Für die Herbeiführung von Reparaturen und Erneuerungsarbeiten, die eine Leistungsausschreibung mit Einholung von Angeboten, Vertragsabschlüsse und während der Abwicklung wiederholte Anwesenheit an der Baustelle erforderlich machen, ist ein Entgelt in der Verwaltervergütung nicht enthalten. Sinngemäß Gleiches gilt, wenn für die Gemeinschaft Prozesse vorzubereiten und abzuwickeln sind sowie für außerordentliche Geschäftsbesorgungen (Mieterversammlungen u.dgl.). Die Verwalterin ist berechtigt, für die im Zusammenhang damit verbundene Mehrarbeit und dadurch bedingte Auslagen einen angemessenen Ersatz zu verlangen. Verursachen einzelne Eigentümer für die Herbeiführung von Reparaturen am Sondereigentum, für notwendigen Schriftwechsel zur Hausordnung (Anschreiben an Mieter), für die Fertigung von Fotokopien usw.. Verwaltungsmehraufwendungen, so sind diese dem jeweiligen Eigentümer zusammen mit der Erteilung der Jahreseinzelabrechnung zu belasten.
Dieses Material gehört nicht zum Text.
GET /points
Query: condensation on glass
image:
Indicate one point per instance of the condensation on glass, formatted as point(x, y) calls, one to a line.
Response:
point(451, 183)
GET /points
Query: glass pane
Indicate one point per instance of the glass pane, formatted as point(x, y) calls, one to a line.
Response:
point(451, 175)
Die Arbeitsstunde ist derzeit mit € 50.-- zzgl. jeweils gesetzl. MWSt. zu vergüten. Auslagen für Fotokopien und Porto können gesondert berechnet werden.
Die von der Gemeinschaft an die Verwalterin zu zahlenden Gelder sind von ihr getrennt von eigenen Geldern zu halten. Gegen den Wohngeldanspruch der Verwalterin sind Aufrechnungen oder Zurückbehaltungen unzulässig.
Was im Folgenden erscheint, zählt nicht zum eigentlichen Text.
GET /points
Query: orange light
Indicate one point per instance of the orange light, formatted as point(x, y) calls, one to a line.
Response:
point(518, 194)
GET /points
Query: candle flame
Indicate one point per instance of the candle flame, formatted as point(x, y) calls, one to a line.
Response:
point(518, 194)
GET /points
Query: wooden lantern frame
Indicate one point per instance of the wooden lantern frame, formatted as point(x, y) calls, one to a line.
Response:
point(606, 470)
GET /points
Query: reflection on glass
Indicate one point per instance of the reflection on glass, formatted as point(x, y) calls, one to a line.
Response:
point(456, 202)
Über die jährlich vereinnahmten Gelder und getätigten Ausgaben ist einmal jährlich Abrechnung zu erteilen. Zusammen mit dieser Abrechnung ist für das jeweils folgende Jahr eine Vorausberechnung der Einnahmen und Ausgaben (Wirtschaftsplan) aufzustellen und in je einer Ausfertigung jedem Wohnungseigentümer bzw. Teileigentümer zu übermitteln.
Der Verwaltervertrag kann beiderseitig schriftlich im Laufe des Monates September zum Ende eines jeden Kalenderjahres gekündigt werden. Die Kündigung durch die Gemeinschaft der Eigentümer bedarf einer einfachen Mehrheit.
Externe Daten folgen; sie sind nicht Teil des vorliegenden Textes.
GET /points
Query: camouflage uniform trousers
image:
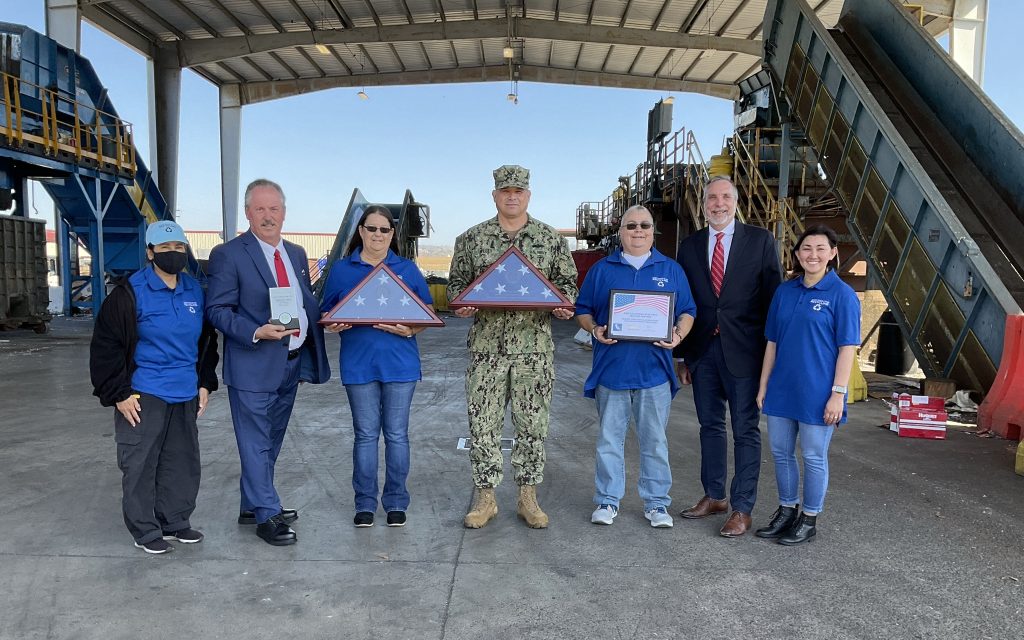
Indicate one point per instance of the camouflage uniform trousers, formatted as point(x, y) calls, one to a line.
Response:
point(493, 381)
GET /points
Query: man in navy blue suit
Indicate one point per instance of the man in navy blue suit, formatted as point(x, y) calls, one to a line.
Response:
point(263, 361)
point(733, 270)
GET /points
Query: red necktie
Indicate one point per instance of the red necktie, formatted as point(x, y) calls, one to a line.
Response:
point(279, 266)
point(718, 263)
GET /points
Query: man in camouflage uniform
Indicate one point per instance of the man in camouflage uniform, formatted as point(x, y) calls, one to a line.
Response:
point(511, 351)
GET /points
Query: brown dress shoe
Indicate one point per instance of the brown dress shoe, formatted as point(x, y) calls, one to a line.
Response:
point(736, 525)
point(705, 507)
Eine fristlose, beiderseitige Kündigung ist nur aus wichtigem Grunde möglich. Hierzu bedarf es einer 3/4 -Mehrheit in der Eigentümerversammlung.
Bei einer Veräusserung des Eigentums hat der Eigentümer im Veräusserungsvertrag seinen Rechtsnachfolger zum Eintritt in dieses Vertragsverhältnis zu verpflichten.
Die Verwalterin hat ihre Aufgaben mit der Sorgfalt und nach den Grundsätzen eines erfahrenen und fachkundigen Kaufmanns der Grundstücks-und Wohnungswirtschaft zu erfüllen und alle mit ihrer Tätigkeit zusammenhängenden Rechtsvorschriften zu beachten.
Als Gerichtsstand wird Leonberg vereinbart.